The massive network failure was the first widespread outage since Cingular began building a national GSM voice and data network on top of its older TDMA (time division multiple access) network in 2001, Owen said.

Only the newer GSM "overlay" networks were affected. Cingular-owned GSM networks in California, Nevada, Washington state and the Carolinas that predate the overlay network use different network infrastructure and were unaffected by the weekend outage, Owen said.

While Cingular could not comment on possible causes for the blackout, the company is investigating the failure of an HLR (Home Location Register) in Atlanta, Owen said. HLRs are databases of mobile phone subscribers that contain account and billing information as well as phone preferences. The HLR databases are maintained by the cell-phone carrier and play a key role in call switching on GSM as well as TDMA phone networks.

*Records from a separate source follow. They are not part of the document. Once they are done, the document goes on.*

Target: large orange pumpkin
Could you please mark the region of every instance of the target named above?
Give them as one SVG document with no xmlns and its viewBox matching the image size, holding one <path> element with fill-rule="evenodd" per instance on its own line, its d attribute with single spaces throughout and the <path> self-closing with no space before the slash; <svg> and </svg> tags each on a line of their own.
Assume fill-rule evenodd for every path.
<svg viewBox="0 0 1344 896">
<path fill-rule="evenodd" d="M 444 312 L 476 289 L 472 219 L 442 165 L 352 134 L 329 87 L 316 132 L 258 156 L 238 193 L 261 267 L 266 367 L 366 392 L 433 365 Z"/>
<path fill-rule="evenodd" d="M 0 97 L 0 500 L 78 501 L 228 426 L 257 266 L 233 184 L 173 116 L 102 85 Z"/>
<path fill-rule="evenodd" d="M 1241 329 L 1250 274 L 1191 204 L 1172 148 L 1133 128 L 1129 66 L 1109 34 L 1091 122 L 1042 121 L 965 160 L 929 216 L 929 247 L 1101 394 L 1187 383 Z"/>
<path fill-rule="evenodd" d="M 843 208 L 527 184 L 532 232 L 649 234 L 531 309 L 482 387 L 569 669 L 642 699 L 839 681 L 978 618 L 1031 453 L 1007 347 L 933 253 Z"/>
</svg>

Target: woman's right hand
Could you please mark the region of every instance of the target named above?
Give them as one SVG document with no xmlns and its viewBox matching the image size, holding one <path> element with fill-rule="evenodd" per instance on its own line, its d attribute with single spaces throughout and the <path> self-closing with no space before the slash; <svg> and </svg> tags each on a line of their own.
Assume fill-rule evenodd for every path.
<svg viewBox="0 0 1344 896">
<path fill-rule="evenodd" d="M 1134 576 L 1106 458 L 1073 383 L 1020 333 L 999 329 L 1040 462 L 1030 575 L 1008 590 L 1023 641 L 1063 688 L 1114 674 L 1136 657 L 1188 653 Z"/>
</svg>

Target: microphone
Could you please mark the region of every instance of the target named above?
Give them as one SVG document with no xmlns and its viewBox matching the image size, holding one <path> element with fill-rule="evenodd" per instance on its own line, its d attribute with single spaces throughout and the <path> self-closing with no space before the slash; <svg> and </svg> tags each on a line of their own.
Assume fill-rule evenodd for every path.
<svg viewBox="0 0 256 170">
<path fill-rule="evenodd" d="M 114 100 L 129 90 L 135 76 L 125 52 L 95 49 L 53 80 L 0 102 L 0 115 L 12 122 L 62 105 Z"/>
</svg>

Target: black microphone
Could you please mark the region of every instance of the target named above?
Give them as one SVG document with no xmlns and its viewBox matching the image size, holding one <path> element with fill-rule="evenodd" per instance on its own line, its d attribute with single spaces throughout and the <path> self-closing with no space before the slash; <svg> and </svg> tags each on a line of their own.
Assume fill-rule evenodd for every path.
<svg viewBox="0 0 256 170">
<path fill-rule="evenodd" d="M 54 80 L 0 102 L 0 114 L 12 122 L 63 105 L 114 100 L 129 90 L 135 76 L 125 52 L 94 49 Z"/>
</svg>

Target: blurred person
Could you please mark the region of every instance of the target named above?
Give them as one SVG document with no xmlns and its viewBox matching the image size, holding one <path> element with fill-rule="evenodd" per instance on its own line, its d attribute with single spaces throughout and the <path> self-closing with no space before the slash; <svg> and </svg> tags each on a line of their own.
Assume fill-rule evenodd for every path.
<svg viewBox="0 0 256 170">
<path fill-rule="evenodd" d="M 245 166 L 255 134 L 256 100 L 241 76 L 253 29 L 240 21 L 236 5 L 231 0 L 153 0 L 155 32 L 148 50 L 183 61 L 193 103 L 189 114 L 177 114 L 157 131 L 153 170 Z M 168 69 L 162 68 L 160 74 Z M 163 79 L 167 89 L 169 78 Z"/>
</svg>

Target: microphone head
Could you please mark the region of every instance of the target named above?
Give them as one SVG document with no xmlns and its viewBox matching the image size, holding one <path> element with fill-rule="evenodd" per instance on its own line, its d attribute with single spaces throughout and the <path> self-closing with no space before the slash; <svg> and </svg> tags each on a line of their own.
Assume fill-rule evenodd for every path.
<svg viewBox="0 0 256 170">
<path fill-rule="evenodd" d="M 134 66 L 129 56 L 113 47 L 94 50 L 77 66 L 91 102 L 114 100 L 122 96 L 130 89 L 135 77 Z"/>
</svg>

Following the failure of an HLR in Atlanta, Cingular responded by routing call traffic through a Chicago HLR, Owen said.

Rerouting HLR traffic is a standard procedure in the event of the failure of an HLR site, Owen said. He could not comment on whether the traffic routing through Chicago contributed to the widespread service outage there, but said that traffic volume is lower over the weekend, so rerouting traffic from Atlanta should not have caused problems for Chicago customers.

Despite rumors on the Internet about a computer virus bringing down the HLR, Cingular had no evidence that computer viruses, worms or hacking played a role in the outage, Owen said. Customers who were unable to make calls over the weekend are entitled to receive credits for the downtime, he said.

Cingular encourages customers who were affected by the blackout to contact Cingular customer support or walk into one of the company's retail outlets to find out more about having their account credited. The company's marketing department is also looking into whether blanket credits should be assigned to customers in affected areas, but has not reached a decision about that, Owen said.

The standard for mobile communications in Europe, GSM is less common in the U.S., where Cingular is in the process of building a separate national GSM network on top of its TDMA network.

The network is 75 percent complete and will be 90 percent complete by the end of the year. In the meantime, Cingular is slowly migrating customers from its TDMA to its GSM network, encouraging them to take advantage of "cool" features like camera phones and other data services that GSM makes popular, Owen said.